Alberta has the lowest per capita number of King’s Bench justices in the country, said Barkauskas, and that has created a situation where it is “incredibly difficult” to get in front of a judge.

“It almost seems like over the last couple of years the courts have done more and more things to try and keep people out of court, and not in a good way. And so, this is just one more step, and what it does is hugely increase the cost to people who are represented by counsel to get solutions through a court,” he said. “Cookie cutter solutions for families almost never work, and a system where every family is forced to go through the same process isn’t helpful. You really need a system that takes into account the unique needs of each family — and that takes resources at the front end.”

In its statement, AFLA also said it had concerns about rigid approaches for all families, regardless of circumstances, where “doing so increases the financial cost to families and delays to needed solutions.”

“The imposition of requirements on all without any concerted triage of a family’s unique needs is quite likely to impose greater hardship upon many families,” the statement said. “AFLA continues to call on the Government of Alberta to prioritize the wellbeing of Albertan families and foster an accessible system of family justice by adequately funding legal aid certificates and duty counsel, as the cornerstone of access to family justice for vulnerable Albertans.”

Family lawyer Ashley Cox of Brown Law Group agreed that there are going to be circumstances where it is going to be difficult to get in front of a judge under the new strategy, but there are going to be other situations where it will increase the number of people resolving things outside of court.

“It’s encouraging to see some type of resolution before we step inside the courtroom — often that was not happening on every single file, and now it’s a requirement. It also requires that family violence be screened before any alternative dispute resolution, which is new and obviously a positive,” she said. “I think it can be very beneficial for self-represented parties to get legal information about the process and other information before they go into court. So, there are a lot of files that are now going to settle, whereas before they weren’t necessarily meeting or negotiating.”

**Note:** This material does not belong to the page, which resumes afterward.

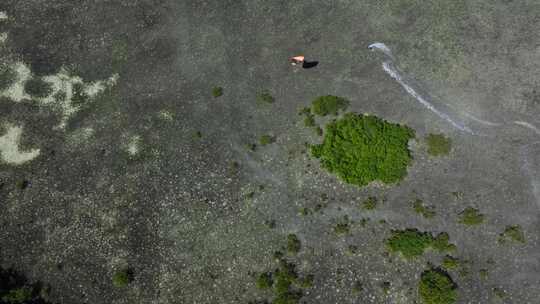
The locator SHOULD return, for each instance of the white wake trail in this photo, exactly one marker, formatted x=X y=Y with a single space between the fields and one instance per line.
x=389 y=68
x=392 y=71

For her part, Justice Yungwirth said that in some ways “we have allowed too much access for people before they’re ready.”

“It’s time for us to better manage our resources. For years and years, it’s pretty much been court on demand — anyone who wanted any process could just file their application and come in,” she said. “We’ve sort of let the litigants control how things went, and now we are trying to be much more responsible as a court for the efficient use of our resources. So, for senior members of the bar who have always been used to court on demand, this is a difficult change, but I think the junior bar has not pushed back as much on this because they have come from a place where the encouragement of alternative dispute resolution has drilled in right from law school.”

But one area where there was general agreement was the need for more Court of King’s Bench justices in Alberta. Barkauskas said there is money sitting in place from the federal government to appoint 17 additional judges, but the federal government wants Alberta to implement a unified family court system and that has stalled the appointment process.

“[The province] doesn’t want the provincial jurisdiction to be sitting with the same judges that are appointed by the federal government,” he said. “I’m not going to get into the politics of that, but something that the profession in Alberta has now picked up on in the last few months is this suggestion that rather than moving to a unified family court, at least give Alberta a family division of King’s Bench and give us judges who want to do family law and who know family law. That would be of huge benefit to the province not just in family law matters, but it would free up judges to deal with other civil matters that are also backlogged.”

The Alberta Family Law Association said it also continues to call for a specialized unified family court “with a single level of trial/hearing court to make the family court system less confusing for those who access it and are seeking legal information, and judges specialized in family law.”

“If a full unified court system cannot be implemented quickly, then we support the concept of creating a ‘family division’ of the Court of King’s Bench immediately with specialized judges familiar with family law issues,” the association said.

Justice Yungwirth noted evidence has shown that Alberta is the fastest growing province in Canada — and that automatically means an increase in family disputes, she said.

“So, covering those disputes with our resources, which are strained, is very difficult at times,” she said. “There’s many reasons to try ways to keep people out of court but at the same time give them the help they need. This isn’t about blocking access to the courts — it’s about doing what we think is best for families.”

Representatives from the Alberta government did not respond to a request for comment.